Mais je dois dire que je suis par ailleurs franchement énervé de la présentation faite par France 2, et en particulier du rôle présenté comme majeur de la télévision dans le comportement de docilité dont font preuve la majorité des candidats de l'émission. Soyons clairs sur ce point : aucun éléments scientifiques sérieux ne vient étayé la thèse que c'est la télévision qui mène les candidats à accepter de suivre ces ordres inhumains. Aucun. Milgram, que je sache, n'a pas mené son expérience dans le cadre d'un jeu télévisé, et à aucun moment ce soir il n'est expliqué, ni même envisagé d'etre expliqué, en quoi ce "jeu de la mort" diffère de l'expérience de Milgram et donc quels pourraient être les critères qui permettraient d'isoler le rôle de la télévision par rapport aux autres facteurs d'obéissance.
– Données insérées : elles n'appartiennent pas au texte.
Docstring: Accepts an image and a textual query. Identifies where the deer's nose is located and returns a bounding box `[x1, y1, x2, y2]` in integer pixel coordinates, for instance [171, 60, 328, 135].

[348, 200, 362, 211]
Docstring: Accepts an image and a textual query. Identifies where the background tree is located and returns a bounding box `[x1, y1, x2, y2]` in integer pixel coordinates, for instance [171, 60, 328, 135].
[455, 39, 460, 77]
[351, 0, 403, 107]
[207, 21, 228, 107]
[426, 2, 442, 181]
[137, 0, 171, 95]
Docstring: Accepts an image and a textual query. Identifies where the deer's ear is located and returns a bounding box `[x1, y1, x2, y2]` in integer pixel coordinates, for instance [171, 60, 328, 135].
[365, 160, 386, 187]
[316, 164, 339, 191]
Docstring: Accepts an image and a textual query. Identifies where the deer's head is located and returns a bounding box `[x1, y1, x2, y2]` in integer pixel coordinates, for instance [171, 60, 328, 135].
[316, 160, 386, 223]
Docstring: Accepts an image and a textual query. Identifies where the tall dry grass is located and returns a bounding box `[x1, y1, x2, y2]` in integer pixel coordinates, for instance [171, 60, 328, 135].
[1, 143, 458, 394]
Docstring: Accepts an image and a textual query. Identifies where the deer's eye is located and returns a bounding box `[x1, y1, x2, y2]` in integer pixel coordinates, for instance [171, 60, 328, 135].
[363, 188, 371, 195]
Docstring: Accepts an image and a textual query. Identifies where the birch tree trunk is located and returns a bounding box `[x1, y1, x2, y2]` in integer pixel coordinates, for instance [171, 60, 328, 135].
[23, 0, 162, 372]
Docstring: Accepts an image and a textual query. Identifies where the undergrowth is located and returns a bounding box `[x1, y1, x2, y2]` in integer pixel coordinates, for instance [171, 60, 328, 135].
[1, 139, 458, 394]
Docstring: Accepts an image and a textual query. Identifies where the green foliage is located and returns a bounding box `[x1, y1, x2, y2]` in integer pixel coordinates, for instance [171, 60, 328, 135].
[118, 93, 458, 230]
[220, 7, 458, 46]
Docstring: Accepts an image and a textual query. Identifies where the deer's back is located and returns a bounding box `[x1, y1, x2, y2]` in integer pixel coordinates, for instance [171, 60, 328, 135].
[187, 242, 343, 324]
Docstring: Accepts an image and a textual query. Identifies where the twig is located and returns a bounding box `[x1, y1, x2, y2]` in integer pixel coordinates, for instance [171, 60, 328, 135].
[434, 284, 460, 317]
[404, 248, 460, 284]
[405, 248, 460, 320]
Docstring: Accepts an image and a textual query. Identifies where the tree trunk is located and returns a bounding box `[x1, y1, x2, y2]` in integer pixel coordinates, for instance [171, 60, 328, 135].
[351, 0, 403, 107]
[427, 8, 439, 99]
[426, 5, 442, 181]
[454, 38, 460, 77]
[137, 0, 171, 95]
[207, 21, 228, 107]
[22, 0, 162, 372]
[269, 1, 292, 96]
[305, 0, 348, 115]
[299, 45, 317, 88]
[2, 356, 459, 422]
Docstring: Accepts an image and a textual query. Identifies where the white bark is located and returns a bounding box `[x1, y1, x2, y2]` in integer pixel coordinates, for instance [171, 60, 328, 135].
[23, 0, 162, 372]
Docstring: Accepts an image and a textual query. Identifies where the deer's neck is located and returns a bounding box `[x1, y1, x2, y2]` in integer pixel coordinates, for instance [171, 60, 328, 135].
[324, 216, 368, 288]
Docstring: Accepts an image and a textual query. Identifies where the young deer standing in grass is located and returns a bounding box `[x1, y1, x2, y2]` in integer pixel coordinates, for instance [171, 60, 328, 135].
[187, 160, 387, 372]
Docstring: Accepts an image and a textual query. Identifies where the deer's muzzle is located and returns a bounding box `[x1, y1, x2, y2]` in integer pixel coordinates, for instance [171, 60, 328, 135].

La conclusion de l'émission est donc parfaitement gratuite, sans aucune valeur, et l'on est bien obligé d'admettre en conséquence qu'elle ne s'appuie que sur une volonté de sensationnalisme, ce qui témoigne d'une perversité sans nom. Ainsi, on ressort de cela sans aucune idée de l'influence réelle de la télévision sur nos comportements ni en particulier sur notre capacité d'obéissance, mais avec des convictions plus fortes sur sa capacité à tirer sur n'importe quel fil pour faire du spectacle et du sensationnel. Avant toute autre chose, elle nous en dit ainsi beaucoup sur la perversité à laquelle elle n'hésite pas à s'adonner.
Quel dommage tout même, quel gâchis, sur un sujet qui mériterait tant de réflexion et d'honnêtes interrogations.